Wednesday, September 1, 1999
Since the publishing of my last article "Defining Tomorrow's Memory
Module Tester" (EE Magazine, March 99), I
have received a lot of calls. The bottom line question is always "Can my existing
memory tester be upgraded to test Rambus?" These calls came from a wild spectrum of
companies covering the microprocessor manufacturers to the memory manufacturers and to the
small system integrators. This have prompts me to write this article as an extension to
bring you into a conclusion. Readers are recommended to read the previous article as
mention above in concurrence to gain the fullest understanding.

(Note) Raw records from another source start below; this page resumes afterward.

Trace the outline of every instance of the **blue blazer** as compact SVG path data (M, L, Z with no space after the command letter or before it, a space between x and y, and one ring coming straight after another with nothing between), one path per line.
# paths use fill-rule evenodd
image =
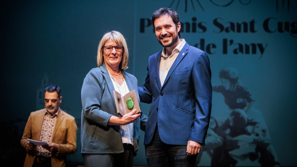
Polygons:
M129 90L137 90L134 76L123 72ZM108 125L112 115L119 116L113 97L114 87L105 64L93 68L87 74L81 88L81 142L82 154L111 154L124 152L118 125ZM138 94L136 95L139 100ZM140 129L145 129L147 117L143 115L133 123L133 146L138 150Z
M163 86L159 76L162 51L150 56L141 102L151 103L144 144L151 140L157 122L162 141L187 145L204 144L211 108L211 72L205 52L186 42L169 70Z

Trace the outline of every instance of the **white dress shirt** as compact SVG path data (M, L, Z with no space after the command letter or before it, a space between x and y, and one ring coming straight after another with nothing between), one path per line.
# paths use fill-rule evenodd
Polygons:
M184 39L181 39L181 42L179 43L174 49L172 51L171 55L168 55L165 52L166 50L165 48L163 48L162 51L162 54L160 60L160 65L159 67L159 75L160 76L160 81L161 82L161 86L163 86L164 81L167 75L168 74L168 71L171 68L171 66L174 62L175 59L177 57L177 56L179 54L181 49L186 44L186 41Z
M121 94L122 97L130 92L126 80L124 80L121 85L113 81L111 79L113 84L114 90ZM120 126L120 132L122 136L122 141L123 143L128 143L133 145L133 123L131 123L125 125Z

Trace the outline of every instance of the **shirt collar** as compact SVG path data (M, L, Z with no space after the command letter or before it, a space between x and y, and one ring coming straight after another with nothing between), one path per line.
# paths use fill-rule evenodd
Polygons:
M169 56L167 53L165 53L166 50L165 48L163 48L163 50L162 51L162 56L164 57L171 57L175 53L180 52L181 50L181 49L184 47L185 44L186 44L186 41L184 39L180 39L180 40L181 40L181 42L178 44L178 45L172 51L172 53L171 53L171 55Z

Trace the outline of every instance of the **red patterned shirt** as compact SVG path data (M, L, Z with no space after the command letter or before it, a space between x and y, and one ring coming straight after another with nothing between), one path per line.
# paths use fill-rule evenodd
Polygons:
M52 142L53 133L55 128L55 125L57 120L57 117L60 108L55 114L52 116L48 112L45 113L43 118L43 122L41 128L41 132L40 134L39 141L46 142L48 143ZM52 153L50 151L42 147L41 146L37 146L37 155L43 156L46 157L50 157Z

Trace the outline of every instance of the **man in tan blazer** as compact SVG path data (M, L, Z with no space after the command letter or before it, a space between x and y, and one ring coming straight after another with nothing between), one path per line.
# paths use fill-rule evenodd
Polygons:
M74 118L59 107L61 89L51 85L45 91L45 108L31 113L20 141L27 151L24 167L65 166L66 155L76 150ZM27 139L47 142L36 146Z

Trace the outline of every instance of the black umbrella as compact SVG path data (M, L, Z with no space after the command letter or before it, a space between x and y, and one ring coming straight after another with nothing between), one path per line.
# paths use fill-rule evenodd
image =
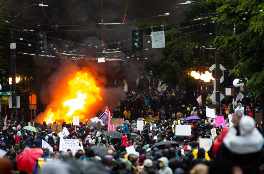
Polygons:
M96 127L97 126L97 123L95 122L89 122L88 123L86 126L92 126L93 127Z
M140 136L140 135L138 135L136 133L130 133L130 135L132 137L132 138L133 138L133 139L134 139L134 140L136 140L137 137Z
M69 166L69 173L75 174L110 174L101 163L87 161L79 159L70 161L66 163Z
M111 149L104 146L93 146L91 149L94 152L95 156L98 156L101 158L106 155L107 151Z
M104 132L104 134L107 136L117 138L122 138L123 136L122 134L115 130L108 130Z
M171 144L172 147L176 146L179 145L178 143L175 141L160 141L154 144L152 147L152 148L158 147L159 149L164 149L166 144Z

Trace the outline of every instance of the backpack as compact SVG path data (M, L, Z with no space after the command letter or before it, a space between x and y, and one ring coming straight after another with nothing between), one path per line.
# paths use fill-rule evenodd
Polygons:
M52 134L51 135L48 135L48 136L49 137L48 138L48 143L51 146L52 146L54 144L54 139L53 139L53 137L52 137L53 135Z

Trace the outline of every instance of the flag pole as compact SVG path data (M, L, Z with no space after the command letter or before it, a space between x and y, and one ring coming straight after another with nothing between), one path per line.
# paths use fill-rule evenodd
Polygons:
M100 119L100 116L101 116L101 115L102 115L102 114L105 111L105 109L106 109L106 107L107 107L107 105L106 105L106 106L104 108L104 110L103 110L103 111L102 111L102 112L100 114L100 115L99 115L99 116L98 116L98 118L99 119Z

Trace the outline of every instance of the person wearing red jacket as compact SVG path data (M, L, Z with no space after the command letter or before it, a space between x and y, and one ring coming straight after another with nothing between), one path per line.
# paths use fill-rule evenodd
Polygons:
M121 146L124 145L128 146L132 146L132 144L131 144L131 142L128 140L128 137L127 137L127 136L124 135L122 137L122 142L120 145Z

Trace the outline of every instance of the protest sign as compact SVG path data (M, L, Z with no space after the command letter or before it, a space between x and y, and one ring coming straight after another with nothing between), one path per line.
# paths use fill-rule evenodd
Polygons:
M213 141L211 138L201 138L199 141L200 148L203 148L206 150L210 150L213 144Z
M138 130L144 130L144 122L143 121L137 120L136 124L137 126Z
M96 117L94 118L90 118L90 119L91 120L91 121L92 121L92 122L95 122L97 120L99 120L99 118L98 118L98 117Z
M225 119L224 118L224 116L223 116L214 118L214 122L215 123L216 127L219 127L220 129L221 129L220 128L220 125L221 125L223 128L226 128Z
M69 134L70 133L68 131L67 128L64 127L63 129L60 132L58 133L58 135L62 139L63 138L64 136L66 137L69 135Z
M123 126L124 121L124 118L112 118L110 119L110 124L115 126Z
M190 125L176 125L175 135L190 135L191 130Z
M198 103L199 103L200 102L202 102L202 95L201 95L199 96L198 98L196 98L196 100L197 100L197 101L198 102Z
M214 138L217 136L216 130L215 128L211 130L211 134L212 135L212 138L213 140L214 140Z
M215 117L214 109L206 108L205 109L205 110L206 112L206 117L211 118L214 118Z
M128 153L131 153L132 154L135 154L136 153L136 150L135 150L135 147L134 147L134 146L130 146L126 147L126 151Z
M44 148L48 149L50 152L53 152L53 148L51 146L43 140L42 140L42 145L41 146L41 148L42 149Z
M73 125L75 125L76 126L79 125L79 119L80 117L73 117Z
M67 152L67 150L70 149L72 152L76 152L77 150L77 147L79 146L79 140L61 139L60 150Z

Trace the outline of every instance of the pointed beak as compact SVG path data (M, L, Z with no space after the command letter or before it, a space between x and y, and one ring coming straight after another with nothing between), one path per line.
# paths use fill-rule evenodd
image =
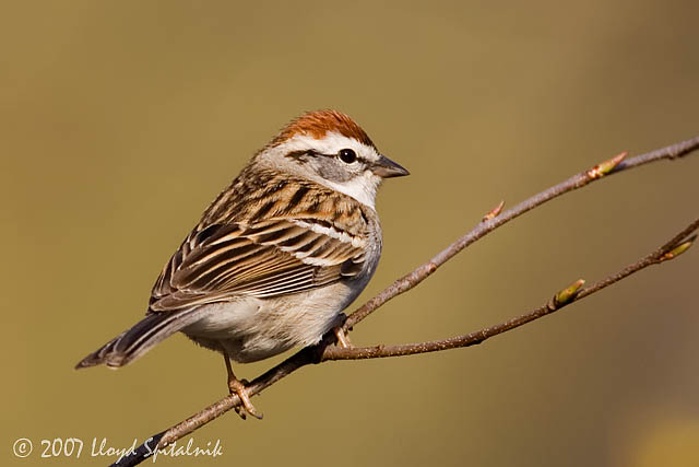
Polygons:
M379 160L374 163L371 172L381 178L403 177L411 174L406 168L391 161L386 155L381 155Z

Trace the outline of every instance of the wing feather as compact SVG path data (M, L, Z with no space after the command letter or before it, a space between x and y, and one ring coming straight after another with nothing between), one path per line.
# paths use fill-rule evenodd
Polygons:
M364 243L332 223L266 219L193 232L153 288L152 312L296 293L356 275Z

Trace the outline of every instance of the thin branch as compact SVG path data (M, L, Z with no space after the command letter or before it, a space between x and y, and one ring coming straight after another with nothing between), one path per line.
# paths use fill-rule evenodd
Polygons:
M647 255L645 257L639 259L632 265L627 266L616 275L609 276L584 289L580 289L580 285L584 283L583 280L576 281L570 288L564 289L562 291L554 295L552 300L549 300L538 308L535 308L530 313L509 319L499 325L495 325L463 336L457 336L449 339L434 340L428 342L403 343L399 346L374 346L363 348L353 347L344 349L341 347L329 346L323 352L322 360L360 360L380 359L386 357L414 355L416 353L437 352L441 350L458 349L461 347L471 347L478 345L494 336L518 328L546 315L550 315L552 313L557 312L558 310L571 303L582 300L585 296L592 295L593 293L599 292L602 289L631 276L635 272L640 271L641 269L644 269L652 265L659 265L667 259L675 258L676 256L678 256L678 254L671 253L677 248L679 248L679 254L686 252L691 243L696 240L696 236L691 238L687 238L687 236L694 233L697 229L699 229L699 219L689 224L685 230L683 230L665 245ZM685 238L687 238L687 242L680 243ZM561 293L565 294L565 300L560 299Z
M533 197L520 202L513 208L500 213L502 209L502 203L496 208L494 208L490 212L488 212L483 221L476 225L471 232L466 233L454 243L452 243L449 247L440 252L429 261L416 268L413 272L402 277L401 279L393 282L390 287L383 290L381 293L376 295L374 299L369 300L363 306L357 308L354 313L352 313L345 324L343 325L343 330L350 331L353 326L365 319L369 316L374 311L383 305L389 300L404 293L415 285L420 283L427 277L437 270L438 267L443 265L446 261L454 257L458 253L463 250L466 246L482 238L489 232L503 225L510 220L518 218L531 209L536 208L537 206L543 205L546 201L549 201L556 197L559 197L568 191L572 191L574 189L581 188L591 182L599 179L604 176L608 176L612 174L616 174L618 172L623 172L632 167L637 167L643 164L648 164L651 162L660 161L660 160L673 160L676 157L682 157L690 152L699 149L699 137L672 144L666 148L662 148L647 154L638 155L636 157L626 159L626 153L621 153L616 157L613 157L608 161L604 161L601 164L595 165L594 167L577 174L567 180L553 186ZM311 364L311 363L320 363L327 360L347 360L347 359L367 359L367 358L380 358L380 357L393 357L393 355L402 355L402 354L411 354L411 353L423 353L426 351L437 351L445 350L455 347L467 347L473 346L475 343L481 343L485 339L496 336L498 334L502 334L516 327L522 326L523 324L531 323L532 320L538 319L547 314L550 314L557 310L560 310L562 306L572 303L574 301L581 300L584 296L588 296L594 292L597 292L628 276L633 272L637 272L648 266L661 262L666 259L672 259L675 256L684 253L687 247L691 244L694 238L687 240L685 243L679 244L683 238L686 238L687 235L695 230L699 225L699 220L695 221L687 229L680 232L675 236L671 242L663 245L663 247L653 252L652 254L645 256L638 262L623 269L614 276L611 276L590 288L581 289L580 285L572 287L568 289L567 294L564 293L566 291L559 292L554 300L549 301L546 305L534 310L533 312L522 315L520 317L510 319L500 325L496 325L489 328L485 328L478 330L476 332L472 332L465 336L458 336L455 338L446 339L441 341L434 342L420 342L420 343L412 343L404 346L391 346L391 347L370 347L370 348L351 348L351 349L340 349L336 347L331 347L330 345L334 342L334 335L330 332L323 340L313 347L309 347L306 349L301 349L296 352L294 355L289 357L282 363L270 369L264 374L258 376L254 381L252 381L248 385L249 394L257 395L273 385L277 381L283 377L289 375L301 366ZM426 349L426 350L424 350ZM372 353L374 352L374 353ZM389 352L391 354L384 354ZM407 352L407 353L401 353ZM221 400L212 404L211 406L202 409L198 413L188 418L187 420L171 427L170 429L157 433L146 440L141 446L137 448L135 454L130 456L126 456L121 458L119 462L115 463L114 466L134 466L145 460L153 454L154 448L157 446L162 448L168 444L174 443L175 441L186 436L187 434L193 432L194 430L201 428L202 425L209 423L215 418L222 416L228 410L240 405L240 399L237 395L232 394L228 395Z

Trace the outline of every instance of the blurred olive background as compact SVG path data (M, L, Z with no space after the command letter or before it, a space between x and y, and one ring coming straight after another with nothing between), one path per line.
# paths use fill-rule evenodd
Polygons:
M176 336L75 372L145 312L161 267L304 110L353 116L412 175L378 211L362 300L601 160L699 133L697 2L25 1L0 7L5 465L105 465L226 393ZM612 273L697 215L699 154L559 198L473 245L352 335L436 339ZM158 465L699 465L699 252L483 346L306 367ZM281 358L238 365L252 378ZM80 459L40 459L80 437ZM34 453L12 455L17 437Z

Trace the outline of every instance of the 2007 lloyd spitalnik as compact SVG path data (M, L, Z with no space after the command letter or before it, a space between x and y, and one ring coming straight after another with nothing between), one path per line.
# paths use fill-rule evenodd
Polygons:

SDRAM DIMM, RAMBUS RIMM Comparison
Perhaps, we should first look at the different working mechanism
between an SDRAM DIMM and a Rambus RIMM module.
- Both systems are based on control clocking to precisely position
the retrieved data.
- The SDRAM DIMM works on a 100Mhz clock (PC100) while the RIMM works
on a 400Mhz clock.
- The SDRAM DIMM works on single data rate while the RIMM works on
both edges of the clock to provide double data rate at two times of the clock frequency
- The SDRAM DIMM provides 64bits of data in parallel at each clock
while the RIMM produces packets of 32bits data (at double clock edge) at each Rambus clock
cycle. Therefore, it requires 2 Rambus clock cycles to get the same 64bits of data.
- SDRAM DIMM works on 64 data lines while the RIMM only work with a
bus of 16 data lines.
- Rambus use a packetized bus reduction concept to minimize the bus
width (number of signal wires) at the trade-off of increased data frequency.
- Therefore, the RIMM can be illustrated as a serial streaming
technology instead of a parallel technology like the SDRAM DIMM.
Figure 1: It takes 2 Rambus clock cycles at 400Mhz to get the
64bits that an SDRAM will get in only one slow clock cycle 100Mhz.
The Basic SDRAM DIMM Tester Architecture
Figure 2 shows the typical SDRAM DIMM tester block diagram. It is
a 64bit (72bit including ECC) tester built with 72bit algorithmic pattern generator, 72bit
data comparitor, and 72bits of data driver/receiver. In additional, there is a set of
address counter, control signal generator, refresh timer, and also a timing clock
generator. Of that, the most complex unit is the algorithmic generator and the comparator.
Figure 2, Basic SDRAM DIMM tester
RIMM Tester built on the SDRAM Tester concept
In order to build a Rambus RIMM tester, a "RAC" (Rambus
ASIC Cell) chip is required to translate the lower speed data (100Mhz) to the 800Mhz data
rate. This custom chip acts as a "gear box" that translates the PC100 signals
with a 4:1 gear ratio to four times the clock frequency and eight times the data rate.
This ASIC also provides the voltage level translator to 1.8V. Since the Rambus channel
works with both clock edges, twice the data from the PC100 signal generator is needed to
keep up with the Rambus execution speed. That means 144 bits of data is required at the
input side of the "RAC" chip. This translates into two PC100 SDRAM DIMM testers
with time synchronization circuitry (hand shakes). Figure 3 shows the block diagram of the
Figure 3, Rambus RIMM tester architecture
The Cost Factors
- The tester architecture requires 2 of the SDRAM DIMM testers with
hand shake circuits. This design doubles the cost of the base signal generator.
- The "RAC" circuit is a license technology from Rambus,
Inc, a one-time license fee plus per piece royalty payment is required.
- Additional cost of development for the custom "RAC" chip
including tester features. This can vary between $300,000 to $500,000 up front.
- Complexity on PCB layout of the Rambus channel. Simulation analysis
is required to minimize reflection. This leads to additional engineering cost.
- Cost of Rambus test socket. Presently, the only test socket
available for testing RIMM starts at $3,500.
Judging from the cost and complexity factors, the upgrade cost
from a PC100 SDRAM DIMM tester to a RIMM tester would likely cost many times more than the
original PC100 tester. A whole new generation of memory tester with higher throughput
would probably better fulfill the needs of the industry. Besides, the same architecture in
Figure 3 would apply to alternate technologies like DDR or PC133 simply by replacing the
"RAC" chip with the appropriate interface ASIC.